Da undici giorni la quotidianità nel sud-ovest della Turchia si ripete, senza soluzione di continuità. Si aggiorna il numero delle vittime del sisma del 6 febbraio (ieri toccava quota 39.672, a cui si aggiungono i 5.814 morti in Siria, per un totale di 45.486), si festeggiano gli incredibili salvataggi di dispersi ancora in vita e si prova a tramutare in numeri la dimensione del disastro.

Lo fa il ministero dell’ambiente che calcola in 50.576 gli edifici pericolanti da abbattere (oltre ai 6.500 crollati e ai 279.655 con danni minimi). E lo fanno i residenti delle undici province colpite, alle prese oggi con la ricerca di un posto dove abitare dopo aver perso tutto.
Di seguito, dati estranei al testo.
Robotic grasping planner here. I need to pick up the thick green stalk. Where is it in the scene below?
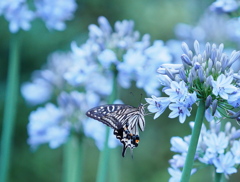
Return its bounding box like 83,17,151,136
63,134,83,182
96,70,117,182
181,101,205,182
109,148,122,182
0,35,19,182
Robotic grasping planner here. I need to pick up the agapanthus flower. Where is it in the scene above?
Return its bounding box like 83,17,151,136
28,91,119,149
0,0,35,33
21,52,73,105
34,0,77,31
210,0,239,13
72,16,171,95
146,41,240,123
169,120,240,179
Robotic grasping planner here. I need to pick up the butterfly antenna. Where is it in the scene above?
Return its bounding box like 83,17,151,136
131,149,133,159
140,93,142,103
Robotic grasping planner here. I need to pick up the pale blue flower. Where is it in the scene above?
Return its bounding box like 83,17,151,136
203,132,229,154
34,0,77,31
145,95,170,119
213,152,237,176
0,0,35,33
170,137,190,153
164,81,188,102
21,79,53,105
83,119,120,150
98,49,118,69
169,120,240,176
231,140,240,164
46,126,70,149
27,103,70,149
210,0,239,13
228,89,240,108
204,105,222,122
144,40,172,65
168,168,197,182
62,59,97,87
168,102,191,123
212,74,237,100
117,49,147,75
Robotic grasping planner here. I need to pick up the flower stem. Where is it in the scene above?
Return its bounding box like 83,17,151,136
0,35,19,182
181,100,205,182
215,172,222,182
96,70,117,182
63,134,83,182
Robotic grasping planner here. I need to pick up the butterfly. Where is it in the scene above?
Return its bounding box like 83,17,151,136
86,104,145,157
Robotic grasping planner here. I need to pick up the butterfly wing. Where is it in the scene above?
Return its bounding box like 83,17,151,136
86,104,145,157
86,104,137,129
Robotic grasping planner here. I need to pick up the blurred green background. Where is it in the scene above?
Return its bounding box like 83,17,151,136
0,0,240,182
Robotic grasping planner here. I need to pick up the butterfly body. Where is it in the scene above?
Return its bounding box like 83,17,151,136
86,104,145,157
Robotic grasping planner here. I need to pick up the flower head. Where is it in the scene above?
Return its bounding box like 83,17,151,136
146,41,240,123
35,0,77,31
169,120,240,176
0,0,35,33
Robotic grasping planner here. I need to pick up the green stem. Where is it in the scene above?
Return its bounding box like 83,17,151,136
63,134,83,182
96,70,117,182
215,172,222,182
109,148,122,182
0,35,19,182
181,101,205,182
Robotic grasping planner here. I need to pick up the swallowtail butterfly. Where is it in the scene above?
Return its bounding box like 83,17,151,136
86,104,145,157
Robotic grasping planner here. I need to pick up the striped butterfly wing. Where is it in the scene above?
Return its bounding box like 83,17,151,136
86,104,145,157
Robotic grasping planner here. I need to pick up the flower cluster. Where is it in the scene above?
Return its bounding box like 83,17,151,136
71,17,171,95
0,0,35,33
169,120,240,181
21,52,119,149
0,0,77,33
210,0,239,13
21,17,171,151
146,41,240,123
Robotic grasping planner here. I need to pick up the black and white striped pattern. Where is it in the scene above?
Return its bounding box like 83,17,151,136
86,104,145,157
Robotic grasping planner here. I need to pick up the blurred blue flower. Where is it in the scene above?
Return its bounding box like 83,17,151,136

IN MEZZO a quel milione e mezzo di persone che hanno lasciato la regione e una nuova casa sta un ostacolo per molti insormontabile: il prezzo degli affitti è salito alle stelle. Dati confermati da alcune agenzie immobiliari secondo cui a pochi giorni dal sisma nelle grandi città di arrivo degli sfollati, come Ankara, il costo dell’affitto è cresciuto fino al 57%. Secondo il partito di opposizione Chp, a Mersin addirittura del 100%.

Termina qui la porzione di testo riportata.